My reference is the Random House Historical Dictionary of American Slang Vol 1, edited by J.E. Lighter. This attributes the suffix "nik" to the influence of the Sputnik which was launched in 1957, although Yiddish speakers would claim its origin is Slavic.
As for myself, I'm an onthefencenik, and, as you probably now think, chrisg, I am a nudnik too.

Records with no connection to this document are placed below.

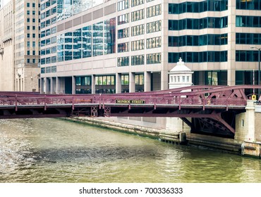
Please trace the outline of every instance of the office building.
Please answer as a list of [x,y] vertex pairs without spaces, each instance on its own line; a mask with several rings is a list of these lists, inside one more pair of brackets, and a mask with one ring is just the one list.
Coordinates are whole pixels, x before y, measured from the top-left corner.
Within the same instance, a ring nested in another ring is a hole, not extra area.
[[261,1],[41,2],[41,92],[165,89],[180,57],[194,84],[257,84],[260,47]]

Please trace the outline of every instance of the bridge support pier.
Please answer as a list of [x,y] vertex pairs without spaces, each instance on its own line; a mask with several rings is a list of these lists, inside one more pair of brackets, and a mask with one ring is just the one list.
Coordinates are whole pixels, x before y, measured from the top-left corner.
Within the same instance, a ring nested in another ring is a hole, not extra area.
[[235,141],[241,144],[241,155],[260,158],[261,143],[256,141],[256,114],[254,101],[248,100],[245,113],[236,117]]
[[248,100],[245,113],[236,117],[235,141],[241,144],[243,141],[255,141],[255,106],[254,101]]

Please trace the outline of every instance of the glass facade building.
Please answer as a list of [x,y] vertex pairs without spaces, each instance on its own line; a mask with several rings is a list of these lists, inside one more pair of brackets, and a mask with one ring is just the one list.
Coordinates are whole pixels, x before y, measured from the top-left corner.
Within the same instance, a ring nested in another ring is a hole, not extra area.
[[41,91],[166,89],[180,57],[194,84],[257,84],[260,1],[42,0]]

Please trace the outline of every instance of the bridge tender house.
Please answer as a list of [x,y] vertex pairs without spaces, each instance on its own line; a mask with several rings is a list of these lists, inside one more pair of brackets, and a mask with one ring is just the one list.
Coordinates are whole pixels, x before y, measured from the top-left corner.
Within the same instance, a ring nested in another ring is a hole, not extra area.
[[144,104],[145,101],[144,100],[116,99],[116,103],[121,104]]

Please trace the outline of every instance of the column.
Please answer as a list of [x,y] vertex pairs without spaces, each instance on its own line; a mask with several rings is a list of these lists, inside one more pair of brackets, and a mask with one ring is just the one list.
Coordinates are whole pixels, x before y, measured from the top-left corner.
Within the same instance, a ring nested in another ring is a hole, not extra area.
[[227,84],[236,84],[236,1],[229,2],[228,48],[227,48]]
[[116,73],[116,93],[121,93],[121,73]]
[[56,77],[56,94],[61,94],[61,78]]
[[95,75],[92,75],[92,94],[95,94]]
[[144,72],[144,91],[151,90],[151,76],[150,72]]
[[135,92],[135,72],[129,73],[129,89],[130,92]]
[[75,94],[75,84],[76,84],[76,77],[75,76],[72,76],[72,94]]
[[51,89],[50,89],[50,94],[54,94],[54,79],[51,77],[50,78],[50,83],[51,83]]

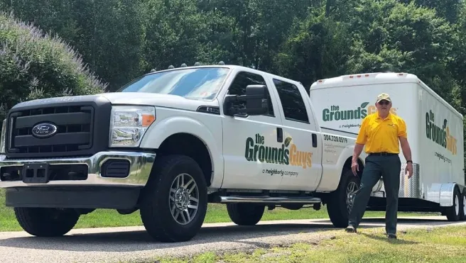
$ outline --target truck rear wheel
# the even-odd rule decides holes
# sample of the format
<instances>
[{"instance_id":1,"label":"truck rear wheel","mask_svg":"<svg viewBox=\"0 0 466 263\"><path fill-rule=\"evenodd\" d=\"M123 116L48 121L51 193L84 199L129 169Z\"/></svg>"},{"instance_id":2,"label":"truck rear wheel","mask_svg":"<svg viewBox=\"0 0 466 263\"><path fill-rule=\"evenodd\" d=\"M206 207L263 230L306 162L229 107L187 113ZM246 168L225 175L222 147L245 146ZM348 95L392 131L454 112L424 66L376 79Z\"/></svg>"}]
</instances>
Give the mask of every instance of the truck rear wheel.
<instances>
[{"instance_id":1,"label":"truck rear wheel","mask_svg":"<svg viewBox=\"0 0 466 263\"><path fill-rule=\"evenodd\" d=\"M462 213L461 213L461 218L460 220L466 220L466 188L462 191Z\"/></svg>"},{"instance_id":2,"label":"truck rear wheel","mask_svg":"<svg viewBox=\"0 0 466 263\"><path fill-rule=\"evenodd\" d=\"M335 227L348 226L348 218L354 200L354 194L359 187L359 177L353 175L352 171L348 169L343 173L338 188L330 194L327 202L328 216Z\"/></svg>"},{"instance_id":3,"label":"truck rear wheel","mask_svg":"<svg viewBox=\"0 0 466 263\"><path fill-rule=\"evenodd\" d=\"M189 157L159 157L141 199L141 218L153 238L161 242L190 240L197 234L207 211L204 174Z\"/></svg>"},{"instance_id":4,"label":"truck rear wheel","mask_svg":"<svg viewBox=\"0 0 466 263\"><path fill-rule=\"evenodd\" d=\"M15 207L19 225L38 237L58 237L75 227L80 215L74 209Z\"/></svg>"},{"instance_id":5,"label":"truck rear wheel","mask_svg":"<svg viewBox=\"0 0 466 263\"><path fill-rule=\"evenodd\" d=\"M445 215L448 221L458 221L462 213L462 196L457 187L453 190L453 206L445 208Z\"/></svg>"},{"instance_id":6,"label":"truck rear wheel","mask_svg":"<svg viewBox=\"0 0 466 263\"><path fill-rule=\"evenodd\" d=\"M255 203L227 203L227 211L233 223L238 225L254 225L261 220L266 206Z\"/></svg>"}]
</instances>

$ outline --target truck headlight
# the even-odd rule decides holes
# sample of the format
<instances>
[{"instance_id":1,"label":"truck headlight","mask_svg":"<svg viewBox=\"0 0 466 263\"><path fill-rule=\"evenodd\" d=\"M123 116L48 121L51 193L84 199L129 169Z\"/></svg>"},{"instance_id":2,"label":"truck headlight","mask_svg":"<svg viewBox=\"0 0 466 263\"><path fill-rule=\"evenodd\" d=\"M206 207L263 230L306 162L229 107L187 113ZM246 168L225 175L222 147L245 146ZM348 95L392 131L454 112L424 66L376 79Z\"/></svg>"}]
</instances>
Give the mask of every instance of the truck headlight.
<instances>
[{"instance_id":1,"label":"truck headlight","mask_svg":"<svg viewBox=\"0 0 466 263\"><path fill-rule=\"evenodd\" d=\"M0 153L5 153L5 138L6 134L6 119L4 120L1 125L1 137L0 138Z\"/></svg>"},{"instance_id":2,"label":"truck headlight","mask_svg":"<svg viewBox=\"0 0 466 263\"><path fill-rule=\"evenodd\" d=\"M156 108L118 106L112 108L110 147L138 147L147 128L156 120Z\"/></svg>"}]
</instances>

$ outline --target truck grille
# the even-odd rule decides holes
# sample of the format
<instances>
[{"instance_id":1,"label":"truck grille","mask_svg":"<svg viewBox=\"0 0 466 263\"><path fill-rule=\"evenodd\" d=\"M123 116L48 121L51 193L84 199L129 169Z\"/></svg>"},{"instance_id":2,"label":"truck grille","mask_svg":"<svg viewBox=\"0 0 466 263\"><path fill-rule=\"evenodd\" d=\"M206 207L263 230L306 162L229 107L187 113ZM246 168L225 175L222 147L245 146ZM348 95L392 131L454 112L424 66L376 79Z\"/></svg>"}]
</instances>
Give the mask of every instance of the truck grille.
<instances>
[{"instance_id":1,"label":"truck grille","mask_svg":"<svg viewBox=\"0 0 466 263\"><path fill-rule=\"evenodd\" d=\"M92 147L94 111L90 105L34 108L16 111L11 116L10 152L68 152ZM42 123L54 124L56 133L50 138L35 137L33 128Z\"/></svg>"},{"instance_id":2,"label":"truck grille","mask_svg":"<svg viewBox=\"0 0 466 263\"><path fill-rule=\"evenodd\" d=\"M89 99L13 108L6 122L6 156L89 156L106 150L110 111L109 102ZM53 127L55 133L40 133L44 130L38 127Z\"/></svg>"}]
</instances>

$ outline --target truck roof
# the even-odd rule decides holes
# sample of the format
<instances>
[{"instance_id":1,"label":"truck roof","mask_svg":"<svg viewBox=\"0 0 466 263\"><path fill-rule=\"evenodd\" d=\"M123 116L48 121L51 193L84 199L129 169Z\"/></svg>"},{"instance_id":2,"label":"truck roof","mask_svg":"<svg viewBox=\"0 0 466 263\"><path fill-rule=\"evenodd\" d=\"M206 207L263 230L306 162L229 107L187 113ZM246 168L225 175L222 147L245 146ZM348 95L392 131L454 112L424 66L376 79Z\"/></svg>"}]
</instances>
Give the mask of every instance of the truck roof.
<instances>
[{"instance_id":1,"label":"truck roof","mask_svg":"<svg viewBox=\"0 0 466 263\"><path fill-rule=\"evenodd\" d=\"M230 69L232 70L242 70L242 71L247 71L251 73L256 73L256 74L266 74L268 75L270 77L273 77L277 79L281 79L283 81L286 81L290 83L293 83L294 84L296 84L298 86L303 86L303 84L300 82L297 82L294 79L286 78L284 77L278 76L273 74L272 73L269 73L267 72L261 71L259 69L253 69L251 67L244 67L244 66L240 66L240 65L225 65L225 64L221 64L221 65L198 65L198 66L185 66L185 67L173 67L171 69L161 69L158 70L156 72L150 72L150 73L146 73L145 75L150 75L152 74L156 74L156 73L160 73L160 72L168 72L168 71L173 71L173 70L179 70L179 69L198 69L198 68L205 68L205 67L223 67L223 68L227 68ZM299 88L299 86L298 86ZM300 89L300 88L299 88Z\"/></svg>"},{"instance_id":2,"label":"truck roof","mask_svg":"<svg viewBox=\"0 0 466 263\"><path fill-rule=\"evenodd\" d=\"M342 75L327 79L319 79L310 85L309 92L316 89L325 89L349 86L390 83L417 83L427 92L433 96L453 113L462 118L462 115L440 97L435 91L427 86L418 76L404 72L374 72L358 73Z\"/></svg>"}]
</instances>

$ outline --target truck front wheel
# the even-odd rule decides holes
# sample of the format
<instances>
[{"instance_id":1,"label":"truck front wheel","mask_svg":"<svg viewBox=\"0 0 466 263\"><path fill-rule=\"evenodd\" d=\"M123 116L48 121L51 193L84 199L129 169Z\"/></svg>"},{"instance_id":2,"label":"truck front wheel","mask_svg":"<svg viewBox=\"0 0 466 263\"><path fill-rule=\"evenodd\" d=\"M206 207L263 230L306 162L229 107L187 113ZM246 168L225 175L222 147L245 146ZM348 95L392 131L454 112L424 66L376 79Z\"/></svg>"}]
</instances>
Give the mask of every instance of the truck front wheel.
<instances>
[{"instance_id":1,"label":"truck front wheel","mask_svg":"<svg viewBox=\"0 0 466 263\"><path fill-rule=\"evenodd\" d=\"M141 218L152 237L184 242L197 234L207 211L207 193L204 174L192 158L158 158L142 194Z\"/></svg>"},{"instance_id":2,"label":"truck front wheel","mask_svg":"<svg viewBox=\"0 0 466 263\"><path fill-rule=\"evenodd\" d=\"M38 237L58 237L75 227L80 215L74 209L15 207L19 225Z\"/></svg>"},{"instance_id":3,"label":"truck front wheel","mask_svg":"<svg viewBox=\"0 0 466 263\"><path fill-rule=\"evenodd\" d=\"M264 205L255 203L227 203L227 211L233 223L238 225L254 225L262 218Z\"/></svg>"},{"instance_id":4,"label":"truck front wheel","mask_svg":"<svg viewBox=\"0 0 466 263\"><path fill-rule=\"evenodd\" d=\"M348 226L354 194L359 187L359 177L353 175L352 172L348 169L342 175L338 189L329 196L327 211L332 223L336 228Z\"/></svg>"}]
</instances>

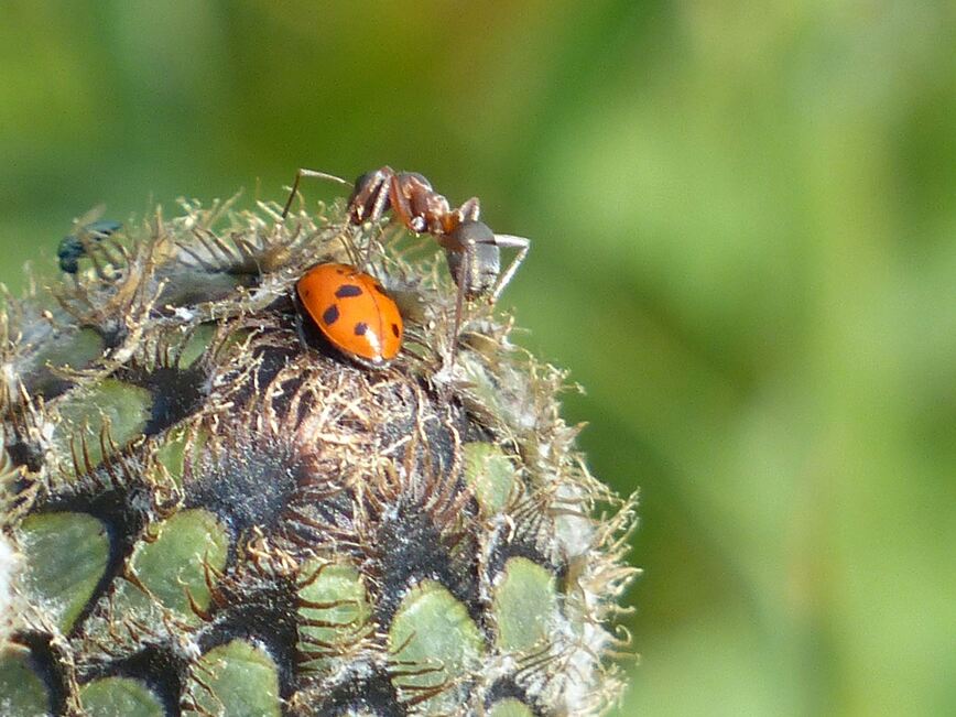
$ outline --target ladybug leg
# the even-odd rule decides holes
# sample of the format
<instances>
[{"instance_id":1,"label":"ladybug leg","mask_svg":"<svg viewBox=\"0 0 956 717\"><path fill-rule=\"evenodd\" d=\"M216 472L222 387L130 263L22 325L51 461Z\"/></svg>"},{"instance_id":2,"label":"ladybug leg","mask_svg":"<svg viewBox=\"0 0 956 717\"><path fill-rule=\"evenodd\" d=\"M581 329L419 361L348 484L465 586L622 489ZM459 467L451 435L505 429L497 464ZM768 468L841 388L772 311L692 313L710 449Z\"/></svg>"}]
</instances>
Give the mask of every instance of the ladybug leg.
<instances>
[{"instance_id":1,"label":"ladybug leg","mask_svg":"<svg viewBox=\"0 0 956 717\"><path fill-rule=\"evenodd\" d=\"M327 174L326 172L316 172L315 170L306 170L300 167L300 170L295 173L295 182L292 183L292 192L289 193L289 198L285 200L285 206L282 207L283 219L289 216L289 208L292 206L292 200L298 193L298 183L302 182L303 177L308 177L312 180L327 180L332 182L338 182L339 184L344 184L346 186L351 186L348 182L346 182L341 177L335 176L334 174Z\"/></svg>"},{"instance_id":2,"label":"ladybug leg","mask_svg":"<svg viewBox=\"0 0 956 717\"><path fill-rule=\"evenodd\" d=\"M528 256L528 250L531 249L530 239L525 239L524 237L513 237L509 233L495 235L495 243L498 247L502 247L504 249L518 249L518 256L514 257L514 259L508 265L508 269L504 270L504 273L501 274L501 276L496 282L495 291L492 291L491 295L488 297L488 301L491 304L498 301L501 292L504 291L504 287L514 276L514 272L518 271L521 262L524 261L524 258Z\"/></svg>"},{"instance_id":3,"label":"ladybug leg","mask_svg":"<svg viewBox=\"0 0 956 717\"><path fill-rule=\"evenodd\" d=\"M302 305L298 303L296 291L292 290L292 308L295 312L295 334L298 336L298 344L302 349L308 350L308 339L305 337L305 326L302 323Z\"/></svg>"}]
</instances>

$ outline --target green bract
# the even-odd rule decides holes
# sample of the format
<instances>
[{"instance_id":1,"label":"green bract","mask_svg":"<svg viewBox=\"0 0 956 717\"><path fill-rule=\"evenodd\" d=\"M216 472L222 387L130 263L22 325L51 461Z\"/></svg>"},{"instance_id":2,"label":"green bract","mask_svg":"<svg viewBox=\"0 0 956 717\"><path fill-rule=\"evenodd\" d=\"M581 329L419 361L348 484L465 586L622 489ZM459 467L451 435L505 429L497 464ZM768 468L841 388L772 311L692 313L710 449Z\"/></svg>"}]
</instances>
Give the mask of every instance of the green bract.
<instances>
[{"instance_id":1,"label":"green bract","mask_svg":"<svg viewBox=\"0 0 956 717\"><path fill-rule=\"evenodd\" d=\"M4 717L530 717L618 696L634 503L583 467L564 376L487 304L449 343L427 238L433 260L387 243L363 267L412 307L390 368L303 344L296 279L366 253L341 217L187 205L8 306Z\"/></svg>"}]
</instances>

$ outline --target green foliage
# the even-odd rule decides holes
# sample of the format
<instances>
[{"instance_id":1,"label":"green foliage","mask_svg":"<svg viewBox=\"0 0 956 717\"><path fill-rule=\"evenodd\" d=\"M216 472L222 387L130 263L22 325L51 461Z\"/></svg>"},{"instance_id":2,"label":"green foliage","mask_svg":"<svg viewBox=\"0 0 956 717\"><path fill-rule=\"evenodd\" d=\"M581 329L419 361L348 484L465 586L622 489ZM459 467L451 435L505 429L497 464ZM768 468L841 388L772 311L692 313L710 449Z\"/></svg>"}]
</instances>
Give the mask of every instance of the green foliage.
<instances>
[{"instance_id":1,"label":"green foliage","mask_svg":"<svg viewBox=\"0 0 956 717\"><path fill-rule=\"evenodd\" d=\"M478 194L593 469L643 487L623 714L956 709L948 4L417 8L6 3L4 281L102 200Z\"/></svg>"}]
</instances>

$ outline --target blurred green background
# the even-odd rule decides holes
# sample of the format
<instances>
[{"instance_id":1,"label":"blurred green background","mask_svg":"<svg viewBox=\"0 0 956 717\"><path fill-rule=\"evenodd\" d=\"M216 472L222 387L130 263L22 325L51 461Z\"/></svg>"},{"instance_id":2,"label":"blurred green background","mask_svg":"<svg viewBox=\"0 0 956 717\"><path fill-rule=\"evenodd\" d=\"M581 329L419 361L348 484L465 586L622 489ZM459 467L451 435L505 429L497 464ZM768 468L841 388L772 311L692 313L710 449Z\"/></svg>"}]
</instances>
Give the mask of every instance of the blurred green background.
<instances>
[{"instance_id":1,"label":"blurred green background","mask_svg":"<svg viewBox=\"0 0 956 717\"><path fill-rule=\"evenodd\" d=\"M98 203L385 163L533 239L641 487L620 714L956 714L952 2L0 3L14 290Z\"/></svg>"}]
</instances>

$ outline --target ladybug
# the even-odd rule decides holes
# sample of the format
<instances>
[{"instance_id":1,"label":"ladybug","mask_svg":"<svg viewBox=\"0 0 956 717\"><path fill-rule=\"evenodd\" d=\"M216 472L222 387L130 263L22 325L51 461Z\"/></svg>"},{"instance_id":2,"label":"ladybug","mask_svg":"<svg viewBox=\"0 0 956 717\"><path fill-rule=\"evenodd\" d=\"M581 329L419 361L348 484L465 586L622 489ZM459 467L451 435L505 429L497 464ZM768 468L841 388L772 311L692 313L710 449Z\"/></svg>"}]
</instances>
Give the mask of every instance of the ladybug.
<instances>
[{"instance_id":1,"label":"ladybug","mask_svg":"<svg viewBox=\"0 0 956 717\"><path fill-rule=\"evenodd\" d=\"M402 347L402 315L374 276L349 264L318 264L295 284L297 304L335 348L384 368Z\"/></svg>"}]
</instances>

3 of 15  -   Report This Post

chrisg

23rd February 2016, 11:36
Don't know what happened there...I just typed a response but it has disappeared.
4 of 15  -   Report This Post

jazzgirl

23rd February 2016, 12:30
I remember "El Cabala", a coffee bar in Bournemouth which was a lively but respectable place for the jazz set . My friends and I enjoyed evenings there, listening to the likes of Humph and Chris Barber. Then, there was a change in the atmosphere when so-called Beatniks started going there, playing bongos, reading poetry and smoking "I don't know what" (probably marijuana). So we stopped going there. The ages of the beatniks would be around late 20's /30's as I remember.
The local hotel association, along with the council, tried to ban "beatniks" from visiting the town, as they were sleeping on the beach and under the pier at night. This was before the "hippies" and "flower people".
5 of 15  -   Report This Post

chrise

23rd February 2016, 12:36
The mods and the rockers came in between the beatniks and the hippies and flower people, I think, jazzy!
6 of 15  -   Report This Post

jazzgirl

23rd February 2016, 12:41
Yes, you're right Chris.
The mods and rockers used to create chaos along the seafront
7 of 15  -   Report This Post

jazzgirl

23rd February 2016, 12:43
...1964 !
8 of 15  -   Report This Post

bernie

23rd February 2016, 12:51
Moderators? ;-)
9 of 15  -   Report This Post

chrise

23rd February 2016, 12:55
Hi bernie
Have you been away? I don't think I've seen your name for a while.